WASHINGTON -- Sam Brownback, in line to be ambassador-at-large for international religious freedom, on Wednesday defended his decision as Kansas governor to scrap an order that barred discrimination based on sexual orientation or gender identity.
Brownback in 2015 rescinded the order issued in August 2007 by then-Gov. Kathleen Sebelius that banned discrimination against gays, lesbians, bisexuals and transgender individuals in hiring and employment agencies under the governor's direct control. He told the Senate Foreign Relations Committee at his confirmation hearing that Sebelius, a Democrat, had acted unilaterally and undercut the Kansas' legislature.
Democratic Sen.
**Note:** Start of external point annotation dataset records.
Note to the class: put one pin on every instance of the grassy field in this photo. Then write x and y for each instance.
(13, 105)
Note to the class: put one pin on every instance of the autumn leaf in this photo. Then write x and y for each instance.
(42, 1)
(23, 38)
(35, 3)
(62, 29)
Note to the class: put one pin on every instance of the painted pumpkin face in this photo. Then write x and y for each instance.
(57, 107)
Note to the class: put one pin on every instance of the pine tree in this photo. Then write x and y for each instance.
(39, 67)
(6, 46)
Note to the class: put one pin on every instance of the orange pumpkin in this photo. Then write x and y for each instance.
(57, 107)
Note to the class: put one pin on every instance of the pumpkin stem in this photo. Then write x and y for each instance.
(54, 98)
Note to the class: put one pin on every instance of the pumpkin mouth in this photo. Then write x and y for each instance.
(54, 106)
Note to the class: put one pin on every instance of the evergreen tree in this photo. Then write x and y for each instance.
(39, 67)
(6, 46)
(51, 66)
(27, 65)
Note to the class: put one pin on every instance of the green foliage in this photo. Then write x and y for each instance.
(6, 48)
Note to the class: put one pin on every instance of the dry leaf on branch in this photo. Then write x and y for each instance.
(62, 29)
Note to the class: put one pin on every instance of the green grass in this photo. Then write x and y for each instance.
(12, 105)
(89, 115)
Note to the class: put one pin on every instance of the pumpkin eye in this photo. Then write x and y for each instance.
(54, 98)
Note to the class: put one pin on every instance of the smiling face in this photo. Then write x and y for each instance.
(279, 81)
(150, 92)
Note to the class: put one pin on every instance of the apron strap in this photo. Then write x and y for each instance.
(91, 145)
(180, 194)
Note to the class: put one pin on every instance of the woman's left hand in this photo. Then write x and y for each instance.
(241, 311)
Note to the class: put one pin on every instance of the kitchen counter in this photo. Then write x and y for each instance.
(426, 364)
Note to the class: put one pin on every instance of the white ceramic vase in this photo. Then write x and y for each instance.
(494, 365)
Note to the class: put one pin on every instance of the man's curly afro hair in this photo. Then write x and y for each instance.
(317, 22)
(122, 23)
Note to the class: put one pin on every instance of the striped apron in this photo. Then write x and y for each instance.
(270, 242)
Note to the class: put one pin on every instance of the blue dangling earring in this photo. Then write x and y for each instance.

Tim Kaine, a former Virginia governor, asked Brownback whether such an order sends a clear signal to a state's agency chiefs that discrimination based on sexual orientation won't be tolerated.
"I think that would be a rational thing," Brownback responded. "I just don't think it's a right that the executive branch should create without the legislative branch."
Brownback, a favorite of Christian conservatives for his strong stances against abortion and same-sex marriage, also declined to unequivocally declare there is no situation that would allow a country to cite religious freedom as the basis for criminally prosecuting LGBT people.
"I don't know what that would be, in what circumstance," he said in response to a question from Kaine.
Brownback pledged to "continue the policies that have been done in the prior administration in working on these international issues."
Kaine said he expected an unambiguous answer. The senator said there are still "countries around the world where you can be imprisoned and even executed if you are LGBT."
Brownback served in the U.S. Senate before his election as governor in 2010. Five years ago, he made Kansas an economic laboratory for the nation by aggressively cutting taxes. But if he's confirmed by the full Senate, Brownback will leave office with his Kansas reputation in tatters and his home state an example of trickle-down economics that didn't work.
LGBT-rights groups decried Brownback's nomination because of his socially conservative views. But his fellow Republicans hailed his choice.
Sen. Marco Rubio, R-Fla., said Brownback "has been a longtime champion of religious freedom globally."
Brownback also would leave a Kansas legacy of far tougher restrictions on abortion and fewer limits on gun owners than when he won the first of his two terms in 2010.
He rejected expanding the Medicaid health program for the poor in line with former President Barack Obama's signature health care law even as several other Republican governors went ahead.
Brownback was an early advocate of U.S. action to stop genocide in Sudan's Darfur region, and visited Congo and Rwanda to decry humanitarian crises and call for better coordination in foreign aid programs.
President Donald Trump announced Brownback's selection in July. He'll run the State Department's Office of International Religious Freedom if his nomination is approved.